Neuroimaging study suggests psychopathy is linked to fundamentally impaired mechanisms of attention

New brain imaging research provides evidence that psychopathy is associated with “fundamentally impaired mechanisms of attention.”

The study, published in Cognitive, Affective, & Behavioral Neuroscience, hints that the emotional deficits in psychopathy may be rooted in abnormalities in attentional processing.

“As a cognitive neuroscientist, I’m deeply interested in the way individual differences in the brain translate to the wide variation in human behavior that we see all around us,” said study author Nathaniel E. Anderson of The Nonprofit Mind Research Network and Lovelace Biomedical and Environmental Research Institute.

“Psychopathic individuals represent an extreme example of this, since they show impairments in very basic aspects of cognition that scale up to profound deficits in things like moral decision-making and socially acceptable behavior.

“Also, partly due to portrayals in popular media, I see psychopathy as a wildly misunderstood corner of mental health research,” Anderson told PsyPost. “The public tends to view psychopaths as monsters and lost causes. I want to encourage the recognition that this is a serious mental health condition that can be addressed with the same tools we use to study things like schizophrenia, autism, and depression.”

The study used functional magnetic resonance imaging (fMRI) to examine the brain activity of 168 incarcerated adult males during an auditory oddball task.

During the task, participants listened to a series of noises that occurred one after the other. They were asked to click a button whenever they heard a particular high-pitched tone.

The researchers found that psychopathy was associated with abnormal activity in several brain regions involved in attention, including anterior temporal cortex, medial prefrontal cortex, dorsal anterior cingulate, temporoparietal junction, and posterior cingulate cortex.

These regions are part of the default mode network, which is involved in the functions of a resting brain state.

“The basic message is pretty simple. Psychopathic traits are commonly attributed to deficits in emotional processes that lead to the severe consequences in judgement and behavior,” Anderson explained.

“What this study shows is that there may be even more fundamental processes that are impaired – specifically, the way the brain encodes differences between what is important and what is not, even without emotional content involved – and this has more to do with attention.”

“The reason emotional processing might be impaired in psychopaths to begin with, is because a psychopathic brain doesn’t attend to emotional information in the same way a healthy brain does, so it’s not integrated strongly into more complex processes like decision-making.”

The study — like all research — includes some limitations.

“Every research project like this is designed, by nature, to address a very limited question,” Anderson told PsyPost. “For instance, this study looks at only one relatively simple attention task (a target detection task), using one method of brain measurement (functional MRI), among a limited population (adult male inmates).”

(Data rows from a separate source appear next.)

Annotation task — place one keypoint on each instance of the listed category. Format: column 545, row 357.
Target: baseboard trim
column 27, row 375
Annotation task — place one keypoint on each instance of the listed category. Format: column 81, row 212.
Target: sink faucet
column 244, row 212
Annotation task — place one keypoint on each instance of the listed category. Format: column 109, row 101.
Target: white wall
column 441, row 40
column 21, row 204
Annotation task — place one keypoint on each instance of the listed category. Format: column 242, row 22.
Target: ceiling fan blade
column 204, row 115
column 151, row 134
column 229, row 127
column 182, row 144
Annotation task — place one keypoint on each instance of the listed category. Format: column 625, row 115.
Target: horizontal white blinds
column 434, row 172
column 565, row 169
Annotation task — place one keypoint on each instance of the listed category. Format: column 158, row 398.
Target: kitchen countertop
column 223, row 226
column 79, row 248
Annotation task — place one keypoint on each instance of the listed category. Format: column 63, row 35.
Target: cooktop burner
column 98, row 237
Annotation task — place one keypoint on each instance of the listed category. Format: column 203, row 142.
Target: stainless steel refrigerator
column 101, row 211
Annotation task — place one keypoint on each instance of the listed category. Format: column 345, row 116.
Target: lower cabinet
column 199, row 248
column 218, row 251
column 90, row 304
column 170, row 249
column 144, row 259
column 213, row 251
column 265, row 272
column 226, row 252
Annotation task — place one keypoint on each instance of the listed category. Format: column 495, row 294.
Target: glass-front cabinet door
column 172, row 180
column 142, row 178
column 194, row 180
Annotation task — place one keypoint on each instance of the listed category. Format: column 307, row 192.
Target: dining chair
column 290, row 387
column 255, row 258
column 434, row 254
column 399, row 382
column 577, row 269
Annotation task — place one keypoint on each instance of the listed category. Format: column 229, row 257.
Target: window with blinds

“Replication requires extending this to other related attention tasks, other imaging techniques, and other populations. It would be interesting, for instance, to see if these findings are also apparent in younger kids with psychopathic traits, which would suggest it’s an early developmental feature of psychopathy – and thus amenable to early intervention.”

“I’m grateful when research like this gets attention from a public audience,” Anderson added. “I think we’re turning a corner in society, and we’re more able to recognize how the brain is an essential element of our best and worst behaviors.”

“We have a history of attributing supernatural labels to things we don’t understand. Thinking of psychopaths as ‘evil’ is an example of this, promoting a misconception that their attributes are impenetrable for science.”

“As a consequence, the behaviors and traits that we would most benefit from preventing and treating go unattended,” Anderson said.” People with psychopathic traits are unfortunately among the most neglected by one of society’s best tools: scientific research.”

The study, “Psychopathic traits associated with abnormal hemodynamic activity in salience and default mode networks during auditory oddball task“, was authored by Nathaniel E. Anderson, J. Michael Maurer, Vaughn R. Steele, and Kent A. Kiehl.